"Ehm. Begini kaka. Kemarin aku sudah ajukan rencana project ku, yang aku minta kaka bimbing. Dan hasilnya oke oleh dosenku. Menurut beliau, idenya menarik dan meminta aku untuk melanjutkan  tahapan detail desain."
"Terus?"
"Terus ya, aku mau bilang terima kasih atas bimbingan kakak. Terima kasih sudah mau selalu aku repotkan. Selanjutnya semuanya akan ku godok bersama teman-teman."
"Wah, bagus itu! Terus kamu mau bilang kalau aku sudah kamu campakkan karena aku sudah tidak kamu butuhkan lagi?" katanya dengan wajah memelas.
"Eh, tidak. Tidak. Bukan itu sungguh!"
Dia tertawa terkekeh sampai ada bulir air mata yang terbit di ujung kelopak matanya.
"Nia, Nia. Okelah. Selamat ya, untuk lolosnya idemu dengan berbagai argumentasi rasional yang kamu siapkan. Sejujurnya aku malah tidak banyak repot. Kamu sudah tahu apa yang kamu mau buat. Hanya kamu kurang percaya diri saja. Padahal kamu itu sebenarnya cerdas. Aku saja kagum padamu," katanya sambil menatap mataku dalam dan sukses membuatku ingin luluh dalam pelukan hangatnya.
"Selanjutnya, kamu bisa kapanpun datang ke tempat ini untuk mengajakku diskusi. Kamu dan teman-temanmu!"
Aku menarik nafas legah. "Makasih banyak kak. Sudah. Itu saja. Aku cuman mau bilang itu saja, kak." Aku langsung berdiri. Tak tahan berada terlalu dekat dengannya berlama-lama apalagi tatapan matanya itu.
Tiba-tiba, dia meraih tanganku.

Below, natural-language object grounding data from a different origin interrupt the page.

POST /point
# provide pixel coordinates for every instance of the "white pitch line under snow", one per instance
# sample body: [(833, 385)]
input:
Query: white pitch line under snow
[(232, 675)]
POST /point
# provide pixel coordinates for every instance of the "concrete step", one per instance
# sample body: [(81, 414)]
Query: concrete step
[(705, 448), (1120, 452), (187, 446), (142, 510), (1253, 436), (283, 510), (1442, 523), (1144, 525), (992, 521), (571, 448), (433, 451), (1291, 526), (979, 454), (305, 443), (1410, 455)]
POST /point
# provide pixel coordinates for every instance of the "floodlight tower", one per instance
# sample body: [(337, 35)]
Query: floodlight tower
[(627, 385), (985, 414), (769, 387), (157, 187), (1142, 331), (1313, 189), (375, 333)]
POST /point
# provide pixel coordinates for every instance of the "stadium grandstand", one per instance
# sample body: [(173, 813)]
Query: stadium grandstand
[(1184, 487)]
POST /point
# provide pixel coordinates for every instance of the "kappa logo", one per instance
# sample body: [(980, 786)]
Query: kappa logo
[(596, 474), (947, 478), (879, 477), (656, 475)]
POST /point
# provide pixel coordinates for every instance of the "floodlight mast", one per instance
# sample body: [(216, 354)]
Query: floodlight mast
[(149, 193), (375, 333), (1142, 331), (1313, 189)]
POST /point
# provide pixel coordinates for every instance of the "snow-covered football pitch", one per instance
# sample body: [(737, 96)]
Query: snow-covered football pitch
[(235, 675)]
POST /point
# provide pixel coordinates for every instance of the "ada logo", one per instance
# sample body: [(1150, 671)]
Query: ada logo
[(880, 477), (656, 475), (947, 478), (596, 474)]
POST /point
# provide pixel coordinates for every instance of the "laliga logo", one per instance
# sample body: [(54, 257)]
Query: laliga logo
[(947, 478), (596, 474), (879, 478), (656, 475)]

Dan untuk pertama kali aku mendengarnya berkata dengan nada yang sangat berbeda: "Terima kasih. Terima kasih sudah datang pagi ini"
Aku terdiam. Suasana menjadi sangat kikuk. Lalu ia bangun. Masih menggenggam tanganku dengan hangat, sampai dering ponselnya memisahkan kami.